Brief an die Bild-Zeitung

„Redaktion“ Bild
per Mail: fjwagner@bild.de

Lieber Franz Josef Wagner,

Menschen kommen und gehen wie Schatten, doch Sie scheinen wir nie loszuwerden. Gerüchte, es gebe Zusammenhänge zwischen der Titelstory, nämlich der Aufdeckung des Kokainkonsums des Herrn Schill, und Ihrem Artikel nur eine Seite weiter, unterstellen wir mal nicht – aus journalistischer Redlichkeit (ja, so etwas gibt es!).

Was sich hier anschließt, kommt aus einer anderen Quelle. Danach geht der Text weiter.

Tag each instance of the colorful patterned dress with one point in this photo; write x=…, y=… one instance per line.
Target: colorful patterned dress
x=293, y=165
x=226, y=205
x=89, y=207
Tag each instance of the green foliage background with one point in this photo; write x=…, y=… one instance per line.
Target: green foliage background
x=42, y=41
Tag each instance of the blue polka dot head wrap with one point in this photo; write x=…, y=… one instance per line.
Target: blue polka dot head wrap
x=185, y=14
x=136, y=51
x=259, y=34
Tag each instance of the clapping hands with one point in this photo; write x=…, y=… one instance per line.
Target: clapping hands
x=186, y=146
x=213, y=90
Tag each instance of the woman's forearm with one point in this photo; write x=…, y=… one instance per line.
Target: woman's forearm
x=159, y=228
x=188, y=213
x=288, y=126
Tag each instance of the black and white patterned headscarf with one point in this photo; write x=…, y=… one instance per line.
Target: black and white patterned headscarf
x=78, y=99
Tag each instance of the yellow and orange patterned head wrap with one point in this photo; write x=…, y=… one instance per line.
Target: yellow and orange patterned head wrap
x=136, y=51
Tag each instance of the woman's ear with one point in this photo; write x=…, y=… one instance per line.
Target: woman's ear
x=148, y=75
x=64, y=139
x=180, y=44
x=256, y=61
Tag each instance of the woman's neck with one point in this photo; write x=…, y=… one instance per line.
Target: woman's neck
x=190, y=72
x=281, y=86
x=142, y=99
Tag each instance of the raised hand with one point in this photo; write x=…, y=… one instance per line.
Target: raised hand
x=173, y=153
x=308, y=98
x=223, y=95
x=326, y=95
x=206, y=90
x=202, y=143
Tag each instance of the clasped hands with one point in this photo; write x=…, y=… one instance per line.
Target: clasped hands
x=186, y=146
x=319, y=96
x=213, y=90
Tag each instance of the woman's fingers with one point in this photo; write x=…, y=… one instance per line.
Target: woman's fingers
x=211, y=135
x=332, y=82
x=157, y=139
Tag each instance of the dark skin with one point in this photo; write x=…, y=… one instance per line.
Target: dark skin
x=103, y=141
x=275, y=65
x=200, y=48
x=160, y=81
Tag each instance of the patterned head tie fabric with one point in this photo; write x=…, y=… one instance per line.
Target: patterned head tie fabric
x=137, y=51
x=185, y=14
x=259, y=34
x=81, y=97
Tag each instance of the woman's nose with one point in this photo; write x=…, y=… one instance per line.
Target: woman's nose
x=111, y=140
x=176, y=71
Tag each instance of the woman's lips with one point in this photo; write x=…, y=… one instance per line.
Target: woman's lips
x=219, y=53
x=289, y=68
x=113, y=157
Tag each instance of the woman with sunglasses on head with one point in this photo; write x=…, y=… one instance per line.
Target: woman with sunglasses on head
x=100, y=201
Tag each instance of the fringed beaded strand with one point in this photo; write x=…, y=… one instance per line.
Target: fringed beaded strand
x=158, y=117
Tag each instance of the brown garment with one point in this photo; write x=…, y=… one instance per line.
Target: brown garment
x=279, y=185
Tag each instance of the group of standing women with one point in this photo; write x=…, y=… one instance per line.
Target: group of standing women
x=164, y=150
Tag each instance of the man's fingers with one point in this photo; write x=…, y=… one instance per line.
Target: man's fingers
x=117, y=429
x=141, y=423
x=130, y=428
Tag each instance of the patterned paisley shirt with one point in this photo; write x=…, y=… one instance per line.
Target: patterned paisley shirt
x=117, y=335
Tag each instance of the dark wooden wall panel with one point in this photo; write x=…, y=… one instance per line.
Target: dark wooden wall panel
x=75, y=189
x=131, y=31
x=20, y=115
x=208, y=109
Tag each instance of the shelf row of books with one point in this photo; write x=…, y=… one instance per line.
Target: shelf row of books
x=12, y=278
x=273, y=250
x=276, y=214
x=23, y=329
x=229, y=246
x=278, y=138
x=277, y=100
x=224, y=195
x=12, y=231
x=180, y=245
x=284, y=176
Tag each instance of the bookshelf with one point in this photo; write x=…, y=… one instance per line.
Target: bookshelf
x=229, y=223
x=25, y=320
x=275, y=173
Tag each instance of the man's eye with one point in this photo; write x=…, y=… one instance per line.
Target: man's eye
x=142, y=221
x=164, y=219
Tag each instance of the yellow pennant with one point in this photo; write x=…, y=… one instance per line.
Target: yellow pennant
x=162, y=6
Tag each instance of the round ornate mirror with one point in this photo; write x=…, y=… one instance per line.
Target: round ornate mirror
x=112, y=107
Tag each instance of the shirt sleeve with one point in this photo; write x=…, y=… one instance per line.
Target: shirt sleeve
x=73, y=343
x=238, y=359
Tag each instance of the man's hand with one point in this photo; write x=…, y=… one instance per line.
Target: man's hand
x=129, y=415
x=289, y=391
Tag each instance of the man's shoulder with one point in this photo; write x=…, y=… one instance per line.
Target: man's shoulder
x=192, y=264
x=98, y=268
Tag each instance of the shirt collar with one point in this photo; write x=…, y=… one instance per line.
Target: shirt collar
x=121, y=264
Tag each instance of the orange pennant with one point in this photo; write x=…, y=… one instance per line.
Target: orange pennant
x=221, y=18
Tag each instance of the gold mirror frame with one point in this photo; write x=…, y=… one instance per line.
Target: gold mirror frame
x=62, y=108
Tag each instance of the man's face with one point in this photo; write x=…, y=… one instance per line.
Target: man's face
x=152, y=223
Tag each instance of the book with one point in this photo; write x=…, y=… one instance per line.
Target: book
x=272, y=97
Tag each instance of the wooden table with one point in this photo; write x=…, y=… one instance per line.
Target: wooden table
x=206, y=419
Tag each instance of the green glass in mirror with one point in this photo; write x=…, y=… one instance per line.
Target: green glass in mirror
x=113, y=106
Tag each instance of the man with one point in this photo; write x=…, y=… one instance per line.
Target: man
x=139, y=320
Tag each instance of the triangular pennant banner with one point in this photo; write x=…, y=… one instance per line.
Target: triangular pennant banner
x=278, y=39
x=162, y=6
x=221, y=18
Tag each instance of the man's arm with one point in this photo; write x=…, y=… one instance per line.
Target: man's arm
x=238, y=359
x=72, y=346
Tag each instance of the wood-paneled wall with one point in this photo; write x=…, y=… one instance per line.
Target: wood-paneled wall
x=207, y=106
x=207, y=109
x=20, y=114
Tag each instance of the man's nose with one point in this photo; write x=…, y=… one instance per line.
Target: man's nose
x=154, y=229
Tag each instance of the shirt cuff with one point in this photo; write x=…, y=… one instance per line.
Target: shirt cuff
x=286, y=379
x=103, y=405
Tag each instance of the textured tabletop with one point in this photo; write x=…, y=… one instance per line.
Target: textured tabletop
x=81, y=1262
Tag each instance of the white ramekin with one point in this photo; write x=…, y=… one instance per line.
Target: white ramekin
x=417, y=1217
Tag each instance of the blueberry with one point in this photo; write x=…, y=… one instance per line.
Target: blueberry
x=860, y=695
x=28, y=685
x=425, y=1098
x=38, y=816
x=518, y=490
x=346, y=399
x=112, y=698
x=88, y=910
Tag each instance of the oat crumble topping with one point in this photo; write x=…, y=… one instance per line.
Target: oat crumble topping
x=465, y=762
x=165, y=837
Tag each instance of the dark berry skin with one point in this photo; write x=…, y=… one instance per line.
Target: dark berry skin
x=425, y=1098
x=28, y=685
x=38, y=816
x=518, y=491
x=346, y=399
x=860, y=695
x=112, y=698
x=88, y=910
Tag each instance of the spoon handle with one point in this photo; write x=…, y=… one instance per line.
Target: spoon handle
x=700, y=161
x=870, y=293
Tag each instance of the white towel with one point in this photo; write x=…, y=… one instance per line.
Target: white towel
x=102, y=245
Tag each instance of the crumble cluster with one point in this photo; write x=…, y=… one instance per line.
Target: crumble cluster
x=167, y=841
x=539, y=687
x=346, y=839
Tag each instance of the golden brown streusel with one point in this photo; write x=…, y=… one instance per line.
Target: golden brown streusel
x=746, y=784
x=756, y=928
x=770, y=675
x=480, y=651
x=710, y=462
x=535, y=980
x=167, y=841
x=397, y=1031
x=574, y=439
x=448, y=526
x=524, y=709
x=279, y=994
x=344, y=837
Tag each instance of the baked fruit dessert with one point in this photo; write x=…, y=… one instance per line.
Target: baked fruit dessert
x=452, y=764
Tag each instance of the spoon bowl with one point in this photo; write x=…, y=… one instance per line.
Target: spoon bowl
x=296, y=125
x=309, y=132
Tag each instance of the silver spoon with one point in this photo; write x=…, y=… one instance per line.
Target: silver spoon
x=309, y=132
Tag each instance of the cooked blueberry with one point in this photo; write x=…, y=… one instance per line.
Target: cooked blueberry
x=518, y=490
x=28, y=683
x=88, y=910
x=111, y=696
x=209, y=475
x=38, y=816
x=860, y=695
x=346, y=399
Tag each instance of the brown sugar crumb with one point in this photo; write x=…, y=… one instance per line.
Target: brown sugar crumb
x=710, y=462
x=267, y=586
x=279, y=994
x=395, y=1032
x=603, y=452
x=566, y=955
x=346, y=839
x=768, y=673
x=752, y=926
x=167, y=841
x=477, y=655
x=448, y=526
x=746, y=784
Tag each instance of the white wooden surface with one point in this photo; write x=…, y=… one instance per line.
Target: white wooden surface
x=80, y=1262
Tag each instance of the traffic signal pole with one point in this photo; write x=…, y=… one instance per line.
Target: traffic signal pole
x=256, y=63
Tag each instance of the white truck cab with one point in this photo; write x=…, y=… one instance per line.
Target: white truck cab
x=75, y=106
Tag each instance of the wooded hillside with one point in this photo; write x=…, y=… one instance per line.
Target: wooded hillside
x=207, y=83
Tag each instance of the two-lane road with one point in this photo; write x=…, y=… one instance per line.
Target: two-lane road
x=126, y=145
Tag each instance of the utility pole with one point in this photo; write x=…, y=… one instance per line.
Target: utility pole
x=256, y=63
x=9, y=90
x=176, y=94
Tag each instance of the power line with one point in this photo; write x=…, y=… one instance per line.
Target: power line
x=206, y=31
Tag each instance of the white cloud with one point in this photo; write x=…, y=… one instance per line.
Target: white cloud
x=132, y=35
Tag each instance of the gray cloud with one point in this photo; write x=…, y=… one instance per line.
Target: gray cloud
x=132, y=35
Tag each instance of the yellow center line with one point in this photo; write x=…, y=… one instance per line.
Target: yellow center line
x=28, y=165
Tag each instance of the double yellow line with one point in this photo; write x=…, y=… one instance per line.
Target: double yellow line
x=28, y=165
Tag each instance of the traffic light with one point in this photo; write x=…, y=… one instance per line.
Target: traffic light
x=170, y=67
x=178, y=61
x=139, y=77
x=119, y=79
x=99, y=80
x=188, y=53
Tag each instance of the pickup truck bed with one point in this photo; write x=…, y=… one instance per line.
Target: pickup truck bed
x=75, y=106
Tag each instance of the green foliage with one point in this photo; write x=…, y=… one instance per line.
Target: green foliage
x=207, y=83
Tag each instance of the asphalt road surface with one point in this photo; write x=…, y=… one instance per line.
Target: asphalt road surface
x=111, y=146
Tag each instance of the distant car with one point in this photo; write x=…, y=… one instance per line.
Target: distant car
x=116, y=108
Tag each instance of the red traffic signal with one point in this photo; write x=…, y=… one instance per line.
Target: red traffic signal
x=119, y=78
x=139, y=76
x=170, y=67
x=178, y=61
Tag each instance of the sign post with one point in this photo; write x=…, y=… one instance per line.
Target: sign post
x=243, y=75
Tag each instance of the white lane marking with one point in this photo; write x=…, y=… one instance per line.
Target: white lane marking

Doch warum geben Sie sich nicht ganz Ihrem Exzess hin? Mal ehrlich, Sie haben doch nicht nur die Vögel in den Bäumen zwitschern hören. Durch Manuel Neuer hörten Sie Schmetterlinge vor Glück weinen, sahen Farben in den hellsten Tönen und die Geigen begleiteten die Menschen dieser Erde, die von der Sonne über die Flüsse gelenkt zum großen Delirium aller Lebewesen aufbrachen. Bilden wir eine Kette aller Menschen, zusammengefunden durch Ihren Artikel – denn der ist ja klebrig und schleimig genug.

Sie haben uns gezeigt, wie man seine eigenen Schandtaten innerhalb von Sekunden vergessen kann. War es doch Ihr Blatt, das nur wenige Wochen zuvor Manuel Neuer als „Flutschfinger“ bezeichnete und all seine Fehler für eine großen Kampagne mühsam zusammensuchte. Dank Ihnen wissen wir auch, warum wir Fans keine Regenschirme dabei haben, die Spieler haben ja auch keine. Somit wären auch die Fragen beantwortet, warum wir nicht mit Strapsen, mit Schwimmflügeln und Sombrero auf dem Kopf ins Stadion gehen. Die Spieler tun es ja auch nicht – zumindest auf dem Spielfeld.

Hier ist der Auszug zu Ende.